Yet Woolworths has now moved (cautiously) into other adjacent businesses through its acquisition of Absolute Pets. The group has a stated intention of being the country’s premier pet destination. Woolworths also continues to roll out WEdit — its smaller-format clothes stores — and liquor through WCellar and food services (the latter through Now Now and WCafe), and has opened its first standalone beauty store.
There are other strategic divergences. Woolworths says Africa is delivering twice the growth rate of the overall South African business and it has plans to expand on the continent.

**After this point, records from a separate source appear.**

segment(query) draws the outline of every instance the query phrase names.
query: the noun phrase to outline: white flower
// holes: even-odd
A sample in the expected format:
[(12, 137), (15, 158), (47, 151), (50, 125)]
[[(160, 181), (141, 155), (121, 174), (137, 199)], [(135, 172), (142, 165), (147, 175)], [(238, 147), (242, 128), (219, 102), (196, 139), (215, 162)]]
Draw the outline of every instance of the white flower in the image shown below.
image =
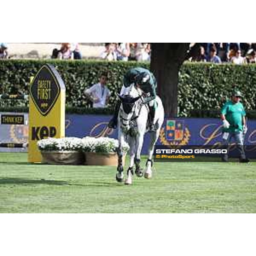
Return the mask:
[[(39, 140), (37, 143), (39, 149), (48, 151), (83, 151), (110, 153), (116, 152), (118, 141), (106, 137), (94, 138), (85, 137), (82, 139), (75, 137), (68, 137), (56, 139), (48, 138)], [(125, 143), (123, 151), (129, 150), (128, 145)]]

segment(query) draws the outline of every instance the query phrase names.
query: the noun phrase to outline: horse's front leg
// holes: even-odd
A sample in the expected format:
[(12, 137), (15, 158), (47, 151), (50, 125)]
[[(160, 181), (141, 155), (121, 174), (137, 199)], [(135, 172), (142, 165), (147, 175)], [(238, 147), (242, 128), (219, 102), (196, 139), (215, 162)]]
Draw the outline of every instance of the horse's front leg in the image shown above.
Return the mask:
[(134, 164), (135, 156), (135, 140), (134, 138), (129, 137), (129, 145), (130, 145), (130, 164), (127, 170), (127, 177), (125, 181), (126, 185), (131, 185), (132, 177), (134, 175), (133, 166)]
[(152, 169), (153, 166), (153, 161), (152, 161), (152, 156), (154, 152), (154, 146), (157, 140), (160, 128), (154, 132), (150, 133), (150, 145), (148, 148), (148, 160), (146, 163), (146, 169), (144, 172), (144, 177), (146, 179), (150, 179), (152, 177)]
[(116, 168), (116, 180), (118, 182), (122, 182), (124, 179), (124, 168), (122, 163), (122, 146), (124, 142), (124, 136), (120, 128), (118, 130), (118, 148), (117, 148), (117, 155), (118, 160), (117, 167)]
[(140, 133), (136, 137), (136, 157), (135, 162), (135, 174), (138, 177), (143, 176), (143, 169), (140, 167), (140, 152), (143, 145), (144, 140), (144, 133)]

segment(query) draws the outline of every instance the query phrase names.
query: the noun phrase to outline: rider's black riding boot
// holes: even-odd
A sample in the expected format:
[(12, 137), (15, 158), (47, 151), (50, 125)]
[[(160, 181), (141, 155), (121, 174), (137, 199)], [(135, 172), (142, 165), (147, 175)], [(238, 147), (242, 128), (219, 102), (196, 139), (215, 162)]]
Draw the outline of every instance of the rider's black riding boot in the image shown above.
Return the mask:
[(156, 126), (154, 124), (154, 115), (156, 112), (154, 106), (151, 107), (149, 108), (149, 131), (155, 131), (156, 129)]
[(116, 104), (115, 107), (115, 112), (114, 113), (114, 116), (108, 123), (109, 128), (112, 128), (116, 129), (117, 126), (117, 118), (118, 117), (118, 114), (119, 113), (119, 110), (121, 106), (121, 101), (119, 99), (117, 100), (117, 102)]

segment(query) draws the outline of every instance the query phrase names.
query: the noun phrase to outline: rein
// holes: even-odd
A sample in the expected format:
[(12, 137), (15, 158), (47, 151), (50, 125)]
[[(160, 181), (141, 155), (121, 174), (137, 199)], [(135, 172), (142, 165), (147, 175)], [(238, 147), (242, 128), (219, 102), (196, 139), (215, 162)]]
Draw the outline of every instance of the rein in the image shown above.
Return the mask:
[[(120, 117), (120, 120), (121, 120), (122, 125), (124, 126), (125, 126), (125, 127), (126, 126), (128, 125), (124, 124), (123, 122), (123, 120), (129, 121), (129, 124), (130, 124), (130, 122), (131, 122), (132, 121), (134, 121), (135, 120), (137, 119), (138, 118), (138, 117), (139, 117), (139, 116), (140, 116), (140, 112), (141, 111), (141, 109), (142, 108), (142, 106), (143, 106), (143, 105), (144, 105), (144, 103), (143, 103), (143, 102), (141, 99), (141, 98), (139, 98), (138, 99), (138, 100), (140, 100), (140, 102), (138, 104), (139, 105), (138, 108), (139, 108), (139, 112), (138, 112), (137, 115), (136, 115), (136, 114), (135, 114), (135, 112), (136, 112), (136, 106), (135, 106), (135, 108), (133, 108), (133, 115), (132, 115), (131, 118), (130, 119), (127, 119), (123, 117), (122, 116), (121, 112), (120, 111), (120, 112), (119, 113), (119, 116)], [(136, 104), (137, 102), (137, 102), (135, 102), (134, 104)], [(148, 107), (147, 108), (148, 108)]]

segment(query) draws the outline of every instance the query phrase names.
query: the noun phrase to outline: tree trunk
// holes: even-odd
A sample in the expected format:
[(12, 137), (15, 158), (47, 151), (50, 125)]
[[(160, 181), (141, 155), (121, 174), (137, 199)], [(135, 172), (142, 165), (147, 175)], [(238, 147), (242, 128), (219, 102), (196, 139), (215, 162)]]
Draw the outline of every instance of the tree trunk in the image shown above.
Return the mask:
[(163, 103), (166, 116), (177, 114), (178, 73), (189, 43), (152, 44), (151, 70), (157, 81), (157, 93)]

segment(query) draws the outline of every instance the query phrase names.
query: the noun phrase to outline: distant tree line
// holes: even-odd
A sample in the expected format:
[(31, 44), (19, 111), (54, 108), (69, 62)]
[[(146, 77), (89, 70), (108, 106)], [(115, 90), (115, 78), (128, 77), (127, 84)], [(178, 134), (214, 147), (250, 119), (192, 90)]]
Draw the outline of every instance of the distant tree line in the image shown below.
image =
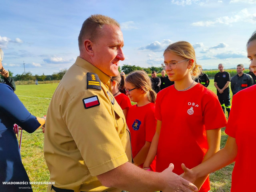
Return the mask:
[[(63, 76), (67, 72), (67, 69), (61, 69), (58, 72), (55, 72), (52, 74), (45, 75), (44, 73), (41, 75), (36, 74), (33, 75), (32, 73), (29, 71), (26, 73), (23, 73), (20, 74), (17, 74), (13, 76), (13, 73), (9, 71), (9, 75), (12, 77), (15, 81), (31, 81), (37, 79), (38, 81), (52, 81), (53, 80), (60, 80), (62, 78)], [(1, 78), (3, 77), (1, 76)]]
[[(136, 70), (144, 70), (147, 73), (149, 74), (151, 74), (153, 71), (155, 71), (157, 73), (159, 73), (157, 75), (157, 76), (159, 77), (161, 76), (161, 71), (163, 70), (163, 69), (161, 67), (157, 67), (153, 66), (151, 67), (145, 68), (141, 67), (139, 66), (136, 66), (135, 65), (124, 65), (121, 68), (122, 71), (124, 72), (126, 74), (128, 74), (132, 71)], [(236, 70), (235, 69), (225, 69), (224, 70), (229, 73), (230, 76), (231, 77), (234, 76), (237, 74)], [(61, 80), (67, 70), (67, 69), (61, 69), (58, 72), (54, 73), (52, 75), (45, 75), (44, 73), (42, 75), (38, 75), (37, 74), (33, 75), (31, 72), (28, 72), (25, 73), (23, 73), (21, 74), (18, 74), (14, 76), (13, 76), (13, 73), (8, 70), (9, 75), (12, 77), (14, 81), (33, 80), (37, 79), (39, 81)], [(120, 67), (118, 67), (118, 71), (120, 72), (121, 71)], [(219, 71), (218, 70), (216, 69), (204, 69), (203, 72), (207, 74), (210, 78), (212, 78), (214, 77), (215, 74)], [(249, 72), (249, 70), (247, 69), (245, 69), (244, 71), (244, 72), (246, 73)], [(2, 79), (3, 78), (1, 75), (0, 75), (0, 77)]]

The growth of private label
Shoprite, by contrast, has pulled back its main grocery business in several other countries across Africa.
It’s not the only area where Shoprite is pulling back; it has also announced its plan to exit furniture. The group has scale in food but needed to redirect capital and project management resources away from the food retailing core to ensure scale was achieved in furniture. This would require substantial investments, so Shoprite is selling this business to Pepkor for about R3bn.
Shoprite is also in advanced discussions around buying out the remaining shares in Pingo, for last-mile delivery, in which it has been a 50% partner until now.
Much of the strategy to win market share in the local food segment has been focused on private-label brands.
Private label is increasingly important for Checkers (and other retailers), with higher margins than branded goods. It constitutes about a fifth of Checkers sales and the group has invested R60m in advertising this segment alone. That it is prepared to protect its turf is evidenced by the fact that it has taken Pick n Pay to court to protect its Forage and Feast range with 34 categories, objecting to the colour of Pick n Pay’s The Crafted Collection, saying it’s too similar to its own brand. Both lines have deep navy-blue packaging.

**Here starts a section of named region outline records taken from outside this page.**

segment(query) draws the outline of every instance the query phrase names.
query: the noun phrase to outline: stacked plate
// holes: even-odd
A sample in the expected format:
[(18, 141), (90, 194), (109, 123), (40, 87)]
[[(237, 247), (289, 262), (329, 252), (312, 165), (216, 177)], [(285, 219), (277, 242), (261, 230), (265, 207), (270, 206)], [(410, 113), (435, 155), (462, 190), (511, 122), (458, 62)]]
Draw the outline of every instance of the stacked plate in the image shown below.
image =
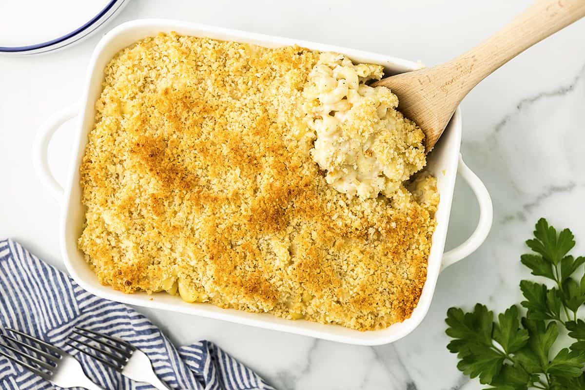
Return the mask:
[(128, 1), (0, 1), (0, 54), (47, 53), (78, 43)]

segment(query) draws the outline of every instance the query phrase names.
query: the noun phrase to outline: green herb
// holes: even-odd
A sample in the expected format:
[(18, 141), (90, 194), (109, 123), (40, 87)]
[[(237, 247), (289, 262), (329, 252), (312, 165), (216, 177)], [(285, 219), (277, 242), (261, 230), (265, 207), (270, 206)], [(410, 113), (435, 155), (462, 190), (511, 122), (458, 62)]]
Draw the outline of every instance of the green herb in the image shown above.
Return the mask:
[[(497, 319), (480, 303), (470, 312), (451, 308), (447, 348), (457, 354), (457, 368), (487, 389), (585, 390), (585, 322), (577, 318), (585, 303), (585, 257), (569, 254), (575, 245), (570, 230), (558, 233), (544, 219), (526, 243), (534, 253), (522, 255), (522, 264), (552, 287), (520, 282), (525, 317), (516, 305)], [(553, 356), (561, 327), (574, 342)]]

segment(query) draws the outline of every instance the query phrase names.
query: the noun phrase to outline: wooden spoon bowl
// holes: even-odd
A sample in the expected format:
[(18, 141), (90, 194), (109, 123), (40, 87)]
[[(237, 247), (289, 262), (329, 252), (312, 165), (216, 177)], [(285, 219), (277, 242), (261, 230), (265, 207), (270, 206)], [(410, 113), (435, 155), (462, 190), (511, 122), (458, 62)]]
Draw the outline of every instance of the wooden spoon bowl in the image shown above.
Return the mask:
[(398, 109), (425, 133), (430, 151), (467, 93), (516, 56), (585, 16), (585, 0), (536, 0), (483, 43), (446, 63), (386, 77), (383, 85), (398, 98)]

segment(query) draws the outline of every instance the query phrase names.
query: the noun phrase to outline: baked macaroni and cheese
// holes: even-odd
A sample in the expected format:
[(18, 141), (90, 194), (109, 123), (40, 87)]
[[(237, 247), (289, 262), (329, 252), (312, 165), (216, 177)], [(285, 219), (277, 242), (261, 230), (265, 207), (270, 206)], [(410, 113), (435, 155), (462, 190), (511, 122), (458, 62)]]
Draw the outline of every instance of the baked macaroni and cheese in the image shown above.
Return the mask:
[(121, 51), (80, 167), (99, 281), (360, 330), (409, 317), (439, 196), (422, 132), (367, 84), (383, 70), (174, 33)]

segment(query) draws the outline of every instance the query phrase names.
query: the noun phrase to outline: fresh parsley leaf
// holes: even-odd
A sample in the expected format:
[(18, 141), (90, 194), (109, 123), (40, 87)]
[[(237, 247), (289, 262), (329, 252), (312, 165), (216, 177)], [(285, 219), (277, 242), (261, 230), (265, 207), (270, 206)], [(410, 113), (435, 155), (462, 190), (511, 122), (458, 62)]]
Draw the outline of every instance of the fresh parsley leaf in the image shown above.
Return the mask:
[(583, 373), (583, 363), (585, 352), (569, 351), (568, 348), (563, 348), (549, 364), (546, 372), (560, 377), (576, 377)]
[(585, 340), (585, 321), (577, 320), (576, 321), (567, 321), (565, 326), (569, 331), (569, 337), (577, 340)]
[[(524, 255), (524, 256), (535, 256), (535, 255)], [(539, 257), (539, 256), (536, 256)], [(522, 262), (522, 264), (524, 264)], [(559, 281), (561, 283), (566, 281), (567, 279), (570, 277), (575, 271), (577, 270), (578, 268), (581, 267), (585, 264), (585, 257), (579, 256), (577, 258), (574, 258), (573, 256), (565, 256), (560, 260), (560, 280)], [(525, 264), (526, 265), (526, 264)], [(526, 265), (526, 267), (529, 267)], [(536, 275), (534, 272), (532, 272), (534, 275)], [(542, 275), (541, 276), (545, 276)]]
[(470, 378), (479, 377), (479, 381), (490, 384), (494, 377), (500, 374), (504, 364), (504, 357), (501, 353), (480, 344), (470, 346), (471, 354), (463, 357), (457, 368)]
[(471, 313), (451, 308), (447, 311), (446, 333), (455, 339), (447, 348), (457, 354), (457, 368), (470, 378), (489, 384), (502, 368), (505, 358), (492, 341), (494, 313), (483, 305), (477, 304)]
[[(484, 305), (476, 305), (472, 313), (464, 313), (461, 309), (451, 308), (447, 310), (447, 318), (445, 320), (449, 325), (446, 333), (456, 340), (491, 347), (493, 321), (494, 313), (489, 311)], [(455, 353), (459, 351), (450, 348), (449, 350)]]
[(583, 283), (577, 283), (573, 278), (569, 278), (562, 284), (562, 299), (565, 306), (572, 312), (576, 312), (585, 303), (585, 287)]
[(512, 305), (498, 316), (499, 323), (494, 326), (494, 340), (504, 348), (507, 354), (514, 353), (526, 345), (528, 332), (521, 329), (518, 320), (518, 308)]
[(520, 261), (532, 270), (532, 275), (556, 280), (556, 277), (553, 271), (554, 265), (542, 256), (532, 254), (523, 254), (520, 257)]
[[(459, 370), (490, 385), (486, 390), (585, 390), (585, 320), (576, 319), (585, 304), (585, 257), (569, 254), (575, 245), (569, 229), (558, 233), (543, 219), (526, 244), (535, 253), (523, 255), (522, 263), (556, 286), (521, 281), (521, 305), (528, 310), (520, 321), (515, 305), (495, 322), (483, 305), (470, 313), (452, 308), (445, 319), (453, 339), (448, 348), (457, 354)], [(577, 341), (551, 360), (559, 326)]]
[(526, 390), (532, 382), (530, 374), (523, 367), (505, 364), (490, 384), (498, 390)]
[(555, 265), (575, 246), (574, 236), (570, 230), (566, 229), (558, 235), (556, 230), (549, 226), (544, 218), (536, 223), (534, 237), (526, 241), (526, 245)]
[(560, 319), (561, 300), (556, 288), (527, 280), (520, 282), (520, 289), (526, 301), (521, 305), (528, 309), (526, 316), (532, 320)]
[(546, 372), (549, 365), (549, 351), (559, 336), (559, 329), (554, 321), (545, 325), (544, 321), (535, 321), (522, 319), (522, 325), (528, 331), (530, 337), (526, 346), (538, 358), (543, 372)]

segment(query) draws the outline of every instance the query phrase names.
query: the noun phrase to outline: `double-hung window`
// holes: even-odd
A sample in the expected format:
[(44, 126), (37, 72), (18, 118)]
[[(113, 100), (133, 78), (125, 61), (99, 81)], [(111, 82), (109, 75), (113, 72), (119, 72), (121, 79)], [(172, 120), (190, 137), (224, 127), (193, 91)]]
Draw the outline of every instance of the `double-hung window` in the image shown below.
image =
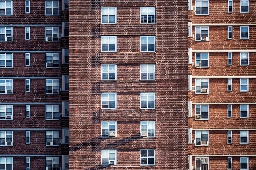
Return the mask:
[(117, 165), (117, 150), (101, 150), (101, 165)]
[(209, 67), (209, 53), (195, 53), (196, 59), (196, 67)]
[(141, 137), (155, 137), (155, 122), (154, 121), (141, 122)]
[(101, 137), (103, 138), (117, 137), (117, 122), (101, 122)]
[(13, 53), (0, 53), (0, 68), (13, 67)]
[(0, 1), (0, 15), (13, 15), (13, 1)]
[(117, 65), (101, 65), (101, 80), (117, 80)]
[(155, 7), (141, 7), (141, 23), (154, 24)]
[(155, 36), (141, 36), (141, 52), (154, 52)]
[(102, 24), (116, 24), (117, 8), (102, 7), (101, 23)]
[(155, 80), (155, 65), (141, 65), (141, 80)]

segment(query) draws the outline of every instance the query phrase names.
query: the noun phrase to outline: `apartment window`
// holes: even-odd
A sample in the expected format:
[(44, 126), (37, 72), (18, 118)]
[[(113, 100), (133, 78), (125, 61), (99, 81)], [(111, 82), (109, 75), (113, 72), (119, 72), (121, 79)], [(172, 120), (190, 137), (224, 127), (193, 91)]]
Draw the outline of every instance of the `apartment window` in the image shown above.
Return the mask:
[(209, 79), (195, 79), (196, 94), (209, 93)]
[(12, 145), (13, 131), (0, 131), (0, 146)]
[(240, 91), (241, 92), (249, 91), (248, 79), (240, 79)]
[(116, 24), (117, 8), (102, 7), (101, 23), (103, 24)]
[(195, 53), (196, 67), (209, 67), (209, 53)]
[(209, 105), (195, 105), (195, 119), (196, 120), (208, 120), (209, 119)]
[(117, 52), (117, 36), (101, 36), (102, 52)]
[(155, 165), (155, 150), (141, 150), (141, 165)]
[(208, 0), (196, 0), (196, 15), (209, 15), (209, 1)]
[(101, 94), (102, 109), (117, 108), (117, 94), (103, 93)]
[(155, 22), (155, 7), (141, 7), (141, 23)]
[[(47, 2), (47, 1), (46, 1)], [(46, 27), (46, 41), (59, 41), (59, 27)]]
[(117, 122), (116, 121), (101, 122), (101, 137), (116, 137)]
[(209, 170), (208, 157), (196, 157), (196, 169)]
[(25, 53), (25, 66), (30, 66), (30, 53)]
[(248, 170), (248, 157), (240, 157), (240, 170)]
[(196, 143), (195, 145), (209, 145), (209, 131), (195, 131)]
[(141, 52), (154, 52), (155, 36), (141, 36)]
[(13, 54), (0, 53), (0, 68), (13, 67)]
[(240, 27), (240, 39), (249, 39), (249, 26)]
[(240, 12), (248, 13), (249, 12), (249, 0), (240, 0)]
[(46, 15), (59, 15), (59, 1), (46, 1)]
[(12, 105), (0, 105), (0, 120), (13, 120)]
[(46, 131), (46, 145), (59, 145), (59, 131)]
[(101, 65), (101, 80), (117, 80), (117, 65)]
[(240, 131), (240, 144), (248, 144), (248, 131)]
[(232, 131), (228, 131), (228, 144), (232, 143)]
[(228, 39), (232, 39), (232, 26), (228, 27)]
[(141, 121), (141, 137), (155, 137), (155, 123), (154, 121)]
[(101, 165), (117, 165), (117, 150), (101, 150)]
[(59, 105), (46, 105), (46, 120), (59, 120)]
[(141, 80), (155, 80), (155, 65), (141, 65)]
[[(0, 1), (0, 3), (2, 1)], [(0, 41), (13, 41), (13, 27), (0, 27)]]
[(59, 94), (59, 79), (46, 79), (46, 94)]
[(13, 1), (0, 1), (0, 15), (13, 15)]
[(240, 105), (240, 118), (248, 118), (249, 117), (249, 105)]
[(30, 40), (30, 27), (25, 27), (25, 40)]
[(141, 93), (141, 109), (154, 109), (155, 100), (155, 93)]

Checkers Sixty60 is also growing. General merchandise is being added to the delivery basket, but Engelbrecht says there are no plans to be like big players such as Amazon or Alibaba. “We’re not trying to be that and we’re not there in terms of technology either.”
The Checkers Xtra Savings loyalty programme has 31-million members, who have swiped their cards 560-million times, equating to a sales contribution of 85%.
Despite Shoprite’s size, Engelbrecht sees opportunity for further growth locally; Shoprite is opening in areas previously not covered by the group. He tells the FM that the group couldn’t operate in certain areas because exclusivity arrangements were in place. Some of these arrangements were extensive, and would include an entire area, not only a shopping centre. Now that these “exclusions” are disappearing or coming to an end, Shoprite can enter markets where it believes it’s been underrepresented.
“Part of that is our own doing. About 10 years ago we were not that clear in our positioning of Checkers vis-à-vis Shoprite. Today I don’t think there’s any confusion where Checkers stands in terms of the consumer profile ... The base of Shoprite is much bigger than Checkers, almost double. And therefore we are opening more Checkers stores a year than Shoprite stores.”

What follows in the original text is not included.